Digital Transformation in 2021: Unlearning and Relearning

Digital Transformation in 2021: Unlearning and Relearning

Businesses should focus on better strategies to implement digital transformation in the coming years and do not hesitate to learn from mistakes

We witnessed how the Covid-19 pandemic accelerated digital transformation across the industries. It was least expected considering the usual slow pace and resisted acceptance of digital transformation. The situation of uncertainty prevailed in many industries since the transformation was rather forced than a voluntary one. Businesses had to embrace digitization and automation to survive and be agile during crises. Research conducted by Constellation Research in collaboration with WalkMe surveyed Fortune 500 CIOs and revealed that 77% of CIOs stated digital transformation as their biggest budget priority for 2021. The report also states that CIOs plan an increased IT expenditure budget for the year considering the work-from-home scenario.

Although the digital transformation during last year was a bit staggered and quick, it provides lessons to learn and makes us realize mistakes to not repeat when redefining digitization in 2021.

Customer-Centric Wins the Race

If not anything else, the pandemic taught us the importance of people. A business enterprise should consider its customers as the most precious element and hence, digital transformation should be aimed at providing a better customer experience. Technologies like AI and predictive analysis can be leveraged to understand customer needs and trends. Many successful companies have been using web interfaces to track consumer behaviour and implement changes in their product design according to the insights.

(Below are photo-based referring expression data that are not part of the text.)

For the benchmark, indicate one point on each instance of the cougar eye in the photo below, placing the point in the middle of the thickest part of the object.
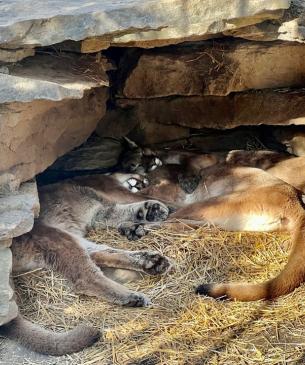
(133, 166)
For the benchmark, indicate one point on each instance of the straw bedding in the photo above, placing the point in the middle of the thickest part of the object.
(181, 328)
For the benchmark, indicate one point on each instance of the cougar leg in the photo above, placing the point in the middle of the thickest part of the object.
(61, 252)
(265, 209)
(149, 262)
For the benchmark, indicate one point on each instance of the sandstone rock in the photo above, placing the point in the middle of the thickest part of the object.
(8, 307)
(35, 134)
(18, 210)
(131, 22)
(291, 27)
(51, 77)
(15, 55)
(272, 107)
(210, 68)
(124, 123)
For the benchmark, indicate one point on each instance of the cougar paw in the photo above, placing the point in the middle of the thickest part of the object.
(135, 299)
(136, 183)
(189, 183)
(132, 231)
(155, 162)
(216, 291)
(153, 263)
(153, 211)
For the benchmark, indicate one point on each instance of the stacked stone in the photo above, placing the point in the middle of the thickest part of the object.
(50, 102)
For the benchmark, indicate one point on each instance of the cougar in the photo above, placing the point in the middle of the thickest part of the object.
(233, 192)
(57, 241)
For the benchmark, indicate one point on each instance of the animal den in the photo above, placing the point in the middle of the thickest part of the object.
(151, 185)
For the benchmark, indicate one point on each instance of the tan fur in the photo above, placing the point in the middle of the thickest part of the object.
(57, 241)
(239, 198)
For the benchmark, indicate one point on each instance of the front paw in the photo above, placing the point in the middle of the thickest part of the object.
(135, 299)
(153, 263)
(153, 211)
(132, 231)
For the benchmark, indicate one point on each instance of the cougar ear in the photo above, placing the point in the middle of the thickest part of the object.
(131, 144)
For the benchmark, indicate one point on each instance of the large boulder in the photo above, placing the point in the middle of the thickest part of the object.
(17, 212)
(291, 27)
(271, 107)
(49, 106)
(210, 68)
(148, 23)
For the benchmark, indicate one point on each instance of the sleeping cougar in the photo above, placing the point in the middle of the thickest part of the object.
(57, 241)
(223, 189)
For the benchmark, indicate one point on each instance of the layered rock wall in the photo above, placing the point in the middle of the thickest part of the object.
(212, 63)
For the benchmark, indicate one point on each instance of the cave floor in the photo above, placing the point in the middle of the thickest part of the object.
(180, 328)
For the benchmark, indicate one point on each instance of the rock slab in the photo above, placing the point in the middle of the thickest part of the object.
(210, 68)
(148, 23)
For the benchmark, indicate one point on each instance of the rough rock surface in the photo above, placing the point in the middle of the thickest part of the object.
(26, 23)
(50, 77)
(17, 212)
(15, 55)
(210, 68)
(34, 134)
(8, 307)
(124, 123)
(271, 107)
(291, 27)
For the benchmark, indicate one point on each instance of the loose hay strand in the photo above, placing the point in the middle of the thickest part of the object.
(181, 328)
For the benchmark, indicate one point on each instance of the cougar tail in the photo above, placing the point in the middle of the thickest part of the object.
(287, 280)
(47, 342)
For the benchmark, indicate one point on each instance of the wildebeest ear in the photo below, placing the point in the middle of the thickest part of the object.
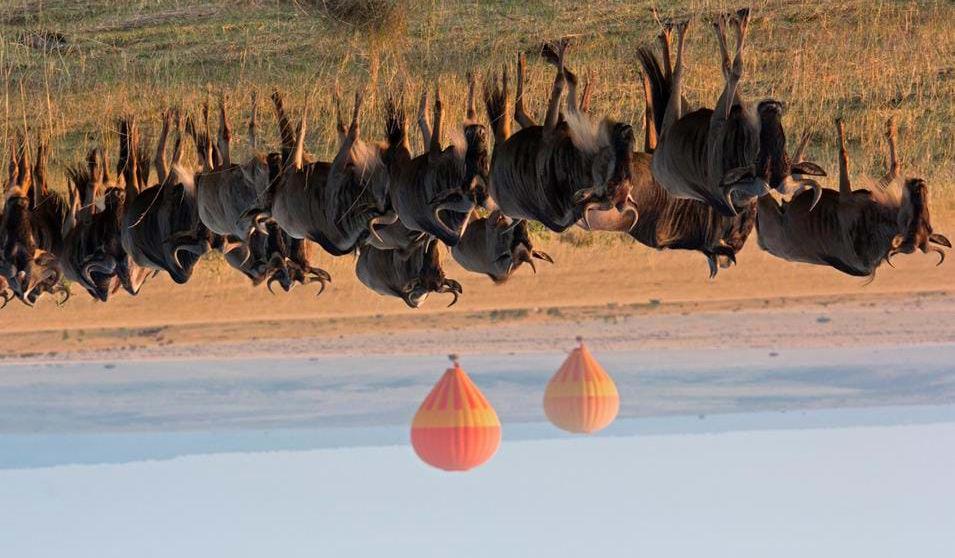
(733, 176)
(601, 169)
(808, 168)
(939, 239)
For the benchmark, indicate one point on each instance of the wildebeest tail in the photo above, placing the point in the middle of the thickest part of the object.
(495, 102)
(396, 129)
(659, 84)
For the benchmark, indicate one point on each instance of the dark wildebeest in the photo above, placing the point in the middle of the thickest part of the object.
(228, 193)
(337, 204)
(35, 220)
(437, 191)
(667, 222)
(496, 246)
(557, 172)
(410, 275)
(93, 252)
(159, 221)
(727, 156)
(852, 231)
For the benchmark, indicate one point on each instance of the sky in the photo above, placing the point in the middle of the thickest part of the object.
(842, 490)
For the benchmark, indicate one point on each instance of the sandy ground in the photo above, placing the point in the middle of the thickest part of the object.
(618, 294)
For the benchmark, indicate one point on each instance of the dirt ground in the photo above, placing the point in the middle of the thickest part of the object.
(618, 293)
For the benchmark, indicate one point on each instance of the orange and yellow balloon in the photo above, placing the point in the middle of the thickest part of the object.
(581, 397)
(455, 428)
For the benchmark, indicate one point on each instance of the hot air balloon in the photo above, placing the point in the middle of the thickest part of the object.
(455, 428)
(581, 397)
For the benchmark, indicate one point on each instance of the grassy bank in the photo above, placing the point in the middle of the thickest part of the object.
(81, 63)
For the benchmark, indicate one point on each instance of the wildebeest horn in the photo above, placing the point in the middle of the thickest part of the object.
(389, 218)
(941, 254)
(816, 192)
(321, 276)
(936, 238)
(630, 209)
(453, 287)
(524, 255)
(59, 288)
(711, 260)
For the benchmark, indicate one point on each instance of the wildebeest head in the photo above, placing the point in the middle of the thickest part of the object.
(410, 275)
(611, 170)
(477, 162)
(774, 168)
(27, 268)
(914, 221)
(496, 246)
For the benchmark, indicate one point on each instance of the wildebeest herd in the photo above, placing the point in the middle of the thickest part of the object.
(703, 180)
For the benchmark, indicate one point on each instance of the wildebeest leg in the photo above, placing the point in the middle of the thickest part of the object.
(588, 92)
(470, 113)
(424, 121)
(138, 279)
(285, 127)
(160, 161)
(225, 133)
(208, 158)
(520, 112)
(253, 121)
(732, 73)
(434, 148)
(571, 79)
(893, 166)
(298, 156)
(39, 172)
(674, 110)
(553, 105)
(177, 147)
(664, 40)
(339, 117)
(649, 127)
(845, 187)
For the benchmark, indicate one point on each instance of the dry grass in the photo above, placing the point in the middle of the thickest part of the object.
(863, 59)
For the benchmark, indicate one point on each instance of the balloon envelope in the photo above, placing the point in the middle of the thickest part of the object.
(581, 397)
(455, 428)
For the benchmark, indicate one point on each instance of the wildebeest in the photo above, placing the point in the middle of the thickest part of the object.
(228, 193)
(335, 204)
(410, 275)
(160, 221)
(436, 192)
(556, 172)
(667, 222)
(93, 254)
(496, 246)
(726, 156)
(853, 231)
(34, 223)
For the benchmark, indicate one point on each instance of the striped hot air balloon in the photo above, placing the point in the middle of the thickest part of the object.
(455, 428)
(581, 397)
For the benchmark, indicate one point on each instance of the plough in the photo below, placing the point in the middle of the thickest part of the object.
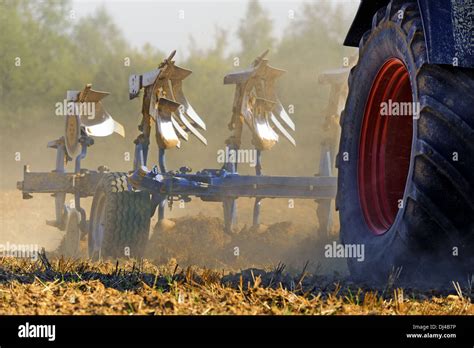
(124, 203)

Customer-interaction is also a decisive element for business growth. Today most prospective customers can be traced through social media platforms. Enterprises should focus on collecting regular feedback and act on the requirements. Further, this will increase the reach of their products to a wider audience and help gain customer loyalty.

Optimizing Automation for Business Growth

Automating business processes have impacted in many ways. For example, introducing robotic process automation (RPA) has proved to automate repetitive and mundane tasks at a faster pace with maximum accuracy, which relieves the workload off of employees and enables them to focus on high-priority rational tasks. Automation has been pushed to its beginner level when it can do more. The pandemic for sure accelerated the adoption of AI across industries but limited its use cases to just automate just desk-based tasks.

A Forrester research report revealed that in 2021, more than a thor of companies in growth mode will look up to AI to help with workplace disruption for both location-based, physical, or human-touch workers and knowledge workers working from home. And this will include applying AI for intelligent document extraction, customer-service agent augmentation, return-to-work health tracking, or semi autonomous robots for social separation.

Using advanced automation technologies can provide business growth and efficiency. Thus, enterprises should focus on solving the ethical concerns revolving around AI and embrace it to promote business intelligence.

Consistent Upskilling of Employees

Digital transformation can only occur with the support of a skilled workforce. The sudden demand in digitization during the pandemic did not give enough time for the industries to upskill their employees. Many of them lost jobs due to a lack of skill set necessary for the growing digitization. The increasing skill gap needs to be filled up by constant upskilling of employees and investing in training strategies.

Businesses aiming for digital transformation should invest time in employee engagement and participation by interacting and taking feedback from them.

Focus on Cybersecurity

The pandemic did accelerate digitization and automation but also laid the limelight on cybersecurity and its significance. Last year most of the consumers, as well as organizations, shifted to online platforms for survival reasons. Isolation and lockdowns brought down physical stores and encouraged online services, and we also witnessed a spike in cyber-attacks and data breaches. The small time frame in which all of this happened makes us realize that digitization has its risks and mitigating these risks is what businesses should aim for while reimagining digital transformation in coming years.

The shift to remote work ecosystems increased the data vulnerability across the web-interfaces and thus needs better security measures. Additional security measures should be incorporated using AI, digital identity verification, two-factor authentication, etc., to ensure cybersecurity.